Lider prawicowej opozycji Mariano Rajoy wywołał oburzenie rządzących socjalistów, zwracając uwagę na fakt, że podczas gdy 180 tys. cudzoziemców żyje w Hiszpanii z zasiłku dla bezrobotnych, 20 tys. bezrobotnych Hiszpanów jedzie do Francji na winobranie. W piątek rząd zatwierdził plan, który ma skłonić bezrobotnych cudzoziemców do dobrowolnego powrotu do ojczyzny.
Plan dotyczy 165 tys. imigrantów z 19 krajów, z którymi Hiszpania ma umowy o ubezpieczeniach socjalnych. Jeśli zdecydują się oni na wyjazd, otrzymają od razu 40 proc. całej sumy przysługującego im zasiłku dla bezrobotnych, a resztę miesiąc po powrocie do ojczyzny. Będą musieli jednak zrezygnować z prawa pobytu w Hiszpanii i zezwolenia na pracę oraz zobowiązać się, że nie wrócą tam w ciągu trzech najbliższych lat.

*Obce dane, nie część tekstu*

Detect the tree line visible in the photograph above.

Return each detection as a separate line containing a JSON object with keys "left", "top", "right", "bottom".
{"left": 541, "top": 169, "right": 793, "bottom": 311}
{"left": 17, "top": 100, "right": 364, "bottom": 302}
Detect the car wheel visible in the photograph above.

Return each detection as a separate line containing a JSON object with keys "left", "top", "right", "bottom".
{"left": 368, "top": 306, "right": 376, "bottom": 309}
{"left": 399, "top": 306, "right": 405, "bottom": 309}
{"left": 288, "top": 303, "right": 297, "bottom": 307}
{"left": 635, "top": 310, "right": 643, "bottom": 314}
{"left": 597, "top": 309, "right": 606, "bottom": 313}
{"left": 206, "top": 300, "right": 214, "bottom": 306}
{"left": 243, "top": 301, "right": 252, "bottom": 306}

W Hiszpanii legalnie żyje 2,2 miliona cudzoziemców spoza UE. Byli mile widziani, póki nie zaczął się kryzys gospodarczy. W drugim kwartale tego roku bezrobocie przekroczyło jednak 10 proc. i było najwyższe od 2004 r., gdy socjaliści przejęli władzę. Z powodu zastoju w budownictwie pracę tracili głównie niewykwalifikowani imigranci. Wypłacane im zasiłki dla bezrobotnych wzrosły w ciągu roku o 77 punktów procentowych.